Pemerintah Putuskan Pemindahkan Ibu Kota Negara ke Luar Jawa

Pemerintah telah memutuskan akan memindahkan ibu kota ke luar Pulau Jawa. Hal itu diputuskan dalam rapat terbatas (Ratas) di kantor presiden. Keputusan tersebut dinilai menjadi langkah awal dalam pembahasan pemindahan ibu kota lebih lanjut.

"Dalam ratas tadi diputuskan, presiden memindahkan ibu kota ke luar Jawa, jadi ini barangkali keputusan penting yang dilahirkan hari ini," ujar Menteri Perencanaan Pembangunan Nasional/Badan Perencanaan Pembangunan Nasional (PPN/Bappenas) Bambang Brodjonegoro usai rapat di kantor presiden, Senin (29/4).

Keputusan tersebut akan diikuti dengan tindak lanjut. Antara lain adalah pembahasan teknis seperti desain dan master plan pembangunan kota baru tersebut.

Sebelumnya terdapat tiga opsi dalam pemindahan ibu kota yang diajukan. Opsi pertama adalah tetap menaruh pusat pemerintahan di Jakarta dengan membuat distrik khusus untuk bangunan pemerintahan.

Opsi kedua adalah memindahkan ibu kota ke daerah yang tidak jauh dari Jakarta sebagai ibu kota saat ini. Beberapa daerah menjadi pilihan seperti Jonggol di Jawa Barat, dan Maja di Banten.

Sementara opsi ketiga adalah memindahkan ibu kota di luar Jawa. Pemindahan tersebut diungkapkan Bambang hanya untuk fungsi pemerintahan.

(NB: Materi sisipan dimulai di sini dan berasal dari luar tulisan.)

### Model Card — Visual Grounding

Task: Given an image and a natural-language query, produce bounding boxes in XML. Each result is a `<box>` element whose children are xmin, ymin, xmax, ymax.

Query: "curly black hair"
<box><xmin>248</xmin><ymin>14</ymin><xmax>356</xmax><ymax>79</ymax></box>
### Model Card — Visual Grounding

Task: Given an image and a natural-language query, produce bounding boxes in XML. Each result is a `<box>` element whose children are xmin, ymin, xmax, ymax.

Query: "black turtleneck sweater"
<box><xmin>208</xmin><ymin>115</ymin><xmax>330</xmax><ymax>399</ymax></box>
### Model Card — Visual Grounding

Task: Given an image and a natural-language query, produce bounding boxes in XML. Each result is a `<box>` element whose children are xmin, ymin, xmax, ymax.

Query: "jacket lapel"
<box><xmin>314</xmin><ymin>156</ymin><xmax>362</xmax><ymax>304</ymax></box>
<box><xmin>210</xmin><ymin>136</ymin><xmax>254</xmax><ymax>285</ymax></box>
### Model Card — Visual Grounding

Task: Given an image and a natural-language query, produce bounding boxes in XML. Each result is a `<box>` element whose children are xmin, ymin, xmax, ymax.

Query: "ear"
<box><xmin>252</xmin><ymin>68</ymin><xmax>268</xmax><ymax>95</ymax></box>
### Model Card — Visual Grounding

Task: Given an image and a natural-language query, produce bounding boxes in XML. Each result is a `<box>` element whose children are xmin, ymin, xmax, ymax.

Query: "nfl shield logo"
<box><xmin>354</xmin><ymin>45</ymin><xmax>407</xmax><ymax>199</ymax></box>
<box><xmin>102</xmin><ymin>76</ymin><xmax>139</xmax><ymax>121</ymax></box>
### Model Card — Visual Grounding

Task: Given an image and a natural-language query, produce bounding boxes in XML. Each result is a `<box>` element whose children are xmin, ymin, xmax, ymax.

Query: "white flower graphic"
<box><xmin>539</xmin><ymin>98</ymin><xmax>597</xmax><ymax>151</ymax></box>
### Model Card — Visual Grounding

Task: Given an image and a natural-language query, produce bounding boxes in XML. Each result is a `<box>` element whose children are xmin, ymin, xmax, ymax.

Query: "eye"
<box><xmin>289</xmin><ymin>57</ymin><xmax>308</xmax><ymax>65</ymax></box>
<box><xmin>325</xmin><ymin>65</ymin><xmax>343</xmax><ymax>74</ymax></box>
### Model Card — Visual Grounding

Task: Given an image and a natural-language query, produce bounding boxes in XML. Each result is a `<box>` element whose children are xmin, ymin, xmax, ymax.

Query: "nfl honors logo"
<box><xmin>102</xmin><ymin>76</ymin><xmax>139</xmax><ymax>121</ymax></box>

"Hanya fungsi pemerintahan, yaitu eksekutif, legislatif, yudikatif, TNI, Polri, serta kedutaan besar dan perwakilan organisasi internasional yang ada di Indonesia," terang Bambang.

Sementara fungsi jasa keuangan tetap akan berada di Jakarta. Antara lain lembaga seperti Bank Indonesia (BI), Otoritas Jasa Keuangan (OJK), dan Badan Koordinator Penanaman Modal (BKPM) tetap berposisi di Jakarta.

Hal tersebut dinilai menjadi contoh terbaik dalam pemindahan ibu kota. Bambang menegaskan ibu kota baru akan memindahkan pusat pemerintahan dengan pusat bisnis (Kt).